Os tucanos passaram a defender o voto impresso, no qual o voto continuaria sendo feito por meio de urna eletrônica, mas uma impressora mostraria ao eleitor um recibo em papel do voto.
Esse papel seria automaticamente depositado em uma outra urna, sem passar pela mão do eleitor ou de qualquer outra pessoa.
Em 2021, em meio ao debate crescente sobre essa impressão do comprovante do voto, o ex-senador Aloysio Nunes Ferreira (PSDB), que concorreu como vice na chapa de Aécio Neves, afirmou em entrevista ao jornal Folha de S.Paulo que a eleição de 2014 foi limpa e que o partido perdeu "porque faltou voto".

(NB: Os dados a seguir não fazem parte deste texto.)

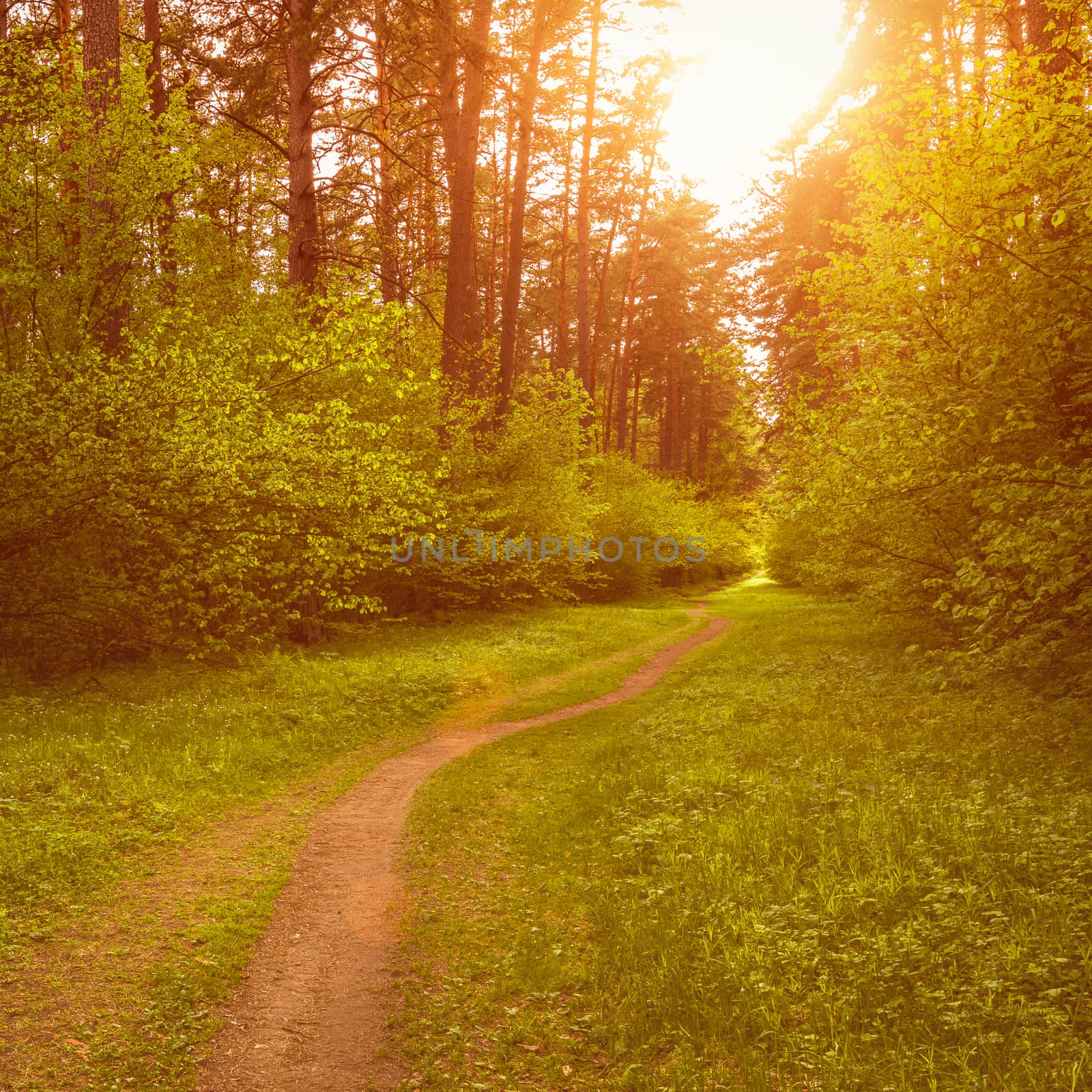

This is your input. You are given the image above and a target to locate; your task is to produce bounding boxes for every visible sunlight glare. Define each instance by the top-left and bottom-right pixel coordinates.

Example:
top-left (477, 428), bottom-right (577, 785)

top-left (661, 0), bottom-right (843, 218)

Em nota enviada à BBC News Brasil, a Executiva Nacional do PSDB disse que a auditoria conduzida pelo partido "comprovou que a urna eletrônica é segura e que a legislação eleitoral garante a auditagem e a recontagem dos votos, ainda que não impressos".
"Na mesma consulta, o PSDB apontou sugestões que foram atendidas pelo TSE e já adotadas na resolução que regulamentou a fiscalização das urnas em 2016. Entre elas, a ampliação do rol de entidades que podem acompanhar o desenvolvimento do sistema a partir de seis meses antes da eleição."
O partido afirmou confiar "no sistema eleitoral brasileiro e, sob essa ótica, considera que as eleições de 2014 foram limpas".
"O PSDB, como instituição que teve a oportunidade de comprovar a segurança das urnas eletrônicas, não corrobora com o jogo de quem faz insinuações sobre 'fraudes' e que tenta esconder os próprios erros com ameaças frontais à nossa democracia", diz o comunicado do partido.